Several studies have reported that HCV genotypes are different between individuals with HCV acquired through transfusions or medical procedures and individuals with HCV acquired through other transmission route, including intravenous drug use or tattooing [Reference Bourliere8, Reference Mathei10–Reference Chung, Ueda and Kudo13]. In Japan, HCV genotype 1b is associated with the former route of transmission, whereas other genotypes, i.e. genotypes 2a and 2b, are associated with the latter route [Reference Chung, Ueda and Kudo13]. With the establishment of methods to prevent HCV transmission during blood transfusions and medical procedures in developed countries, the routes of HCV transmission other than transfusions or medical procedures have become the main routes of HCV infection.
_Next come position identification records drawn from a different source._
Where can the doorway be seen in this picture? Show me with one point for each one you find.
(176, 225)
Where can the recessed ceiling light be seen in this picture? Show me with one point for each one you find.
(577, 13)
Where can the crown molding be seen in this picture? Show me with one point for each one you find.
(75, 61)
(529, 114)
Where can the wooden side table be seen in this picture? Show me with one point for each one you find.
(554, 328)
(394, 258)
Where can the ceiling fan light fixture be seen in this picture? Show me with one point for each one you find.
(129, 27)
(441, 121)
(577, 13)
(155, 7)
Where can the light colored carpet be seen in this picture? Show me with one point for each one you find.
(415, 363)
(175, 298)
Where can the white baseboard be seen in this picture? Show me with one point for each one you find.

Indeed, among 135 individuals with a birth year of 1970 or later at institution A, 29 (21·5%) had a history of intravenous drug use and 33 (24·4%) had a history of tattooing. By contrast, no individuals had a history of blood transfusion. Although the accurate route of HCV transmission was unclear in most individuals in the present study, these changes in the common routes of HCV transmission may be associated with changes in HCV genotype distribution over time. Further studies will be necessary to clarify why the percentage of HCV genotype 2b increased in Japan.
There are several limitations to this study. HCV genotype distribution was analysed based on the birth year of infected individuals instead of the year of HCV infection since there was not enough available information to accurately determine the year of HCV infection. However, results with a large study population from different parts of Japan can be indicative of changes in HCV genotype distribution. The HCV-infected individuals analysed were those who received regular follow-up and may not reflect the HCV genotype distribution of the entire Japanese HCV-infected population. Better nationwide surveillance of HCV that includes data on genotype determination is required to confirm these observed changes in HCV genotype distribution over time.
In conclusion, significant changes in HCV genotype distribution over time were observed in HCV-infected Japanese individuals in various regions of Japan. HCV genotype 1b may no longer be the predominant genotype of HCV in Japan in the future. These changes may also be occurring in other countries throughout the world, especially developed countries. Reappraisal of HCV genotype distribution will be necessary over time. Recent new antiviral drugs for the treatment of HCV, including direct-acting antivirals, mainly target HCV genotype 1 with some exceptions. However, other genotypes may become dominant in various populations of HCV-infected individuals.